These easy strategies actually save you money—and offer insight into your financial unconscious.
Merge Your Accounts
Most of us have at least four accounts (savings, checking, a joint account, and PayPal, for instance). Researchers at the University of Utah found that when funds flowed in and out of just one place, the study’s spenders found it easier keep track of their bottom-line net worth. The result: They spent 10 percent less of their money.
Drink Up
Your money-saving strategy for the mall is to chug down at least five cups of water, wait for 45 minutes (while browsing) and then hold it in. When subjects in experiments at the Netherlands’ University of Twente did exactly that, they made significantly better monetary decisions. The explanation: The effort involved in holding in it has an “inhibitory spillover effect”—a boost in overall self-control, concluded the study’s researchers. (Who knew Kegels have so many benefits?)
Choose Your Highest Heels
You’re shopping for a printer, and there are three options: the no-name cheapo, the midpriced workhorse and the bells-and-whistles Bentley. Normally, you’d splurge, but not when you shop in high-heeled shoes. A study at Brigham Young University found that when shoppers have to make an effort to maintain their balance, they usually go the midpriced item. It’s a “crossover effect”: The physical act (the effort to stay steady) influences mindset (attraction to the middle). Ergo, when shopping in Louboutins, one might not buy Louboutins.
Shop With Your Mind Full
Research has shown that the more relaxed (physically and mentally) shoppers feel, the more willing they are to spend on products (for instance, a digital camera). When we feel chilled out, our brains don’t perceive threats. This lets us think more abstractly, which is inspiring (“I’ll use it to record memories!”), but it also leads us to overestimate a product’s value and overspend. When shoppers were in a pleasant-but-not-so-serene state (the somewhat preoccupied mode we’re in after work or when ticking items off a to-do list), they had a realistic sense of what things were worth. The difference: They’d spend 15 percent less on a given item.

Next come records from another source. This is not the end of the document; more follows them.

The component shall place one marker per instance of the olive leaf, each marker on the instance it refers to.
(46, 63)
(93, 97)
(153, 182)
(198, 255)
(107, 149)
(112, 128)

Convert the Cost Into Ramens
We love this tactic described by finance blogger Emily Guy Birken at MoneyNing.com. Keep your spending in line with your budget by converting the cost of an item into units you know well. In Birken’s example, this was Ramen noodles, which cost $.25 per packet. While a shirt that’s on sale for $50 might seem like a bargain in its context, it costs 200 Ramens—a price that might make a dedicated noodle-eater think twice. Make up your own (personally meaningful) unit of currency—Hot Dogs, Rieslings, Interest Payments, anything—and divide the cost of an item by it. One jacket or one month’s interest payment? Still a good deal?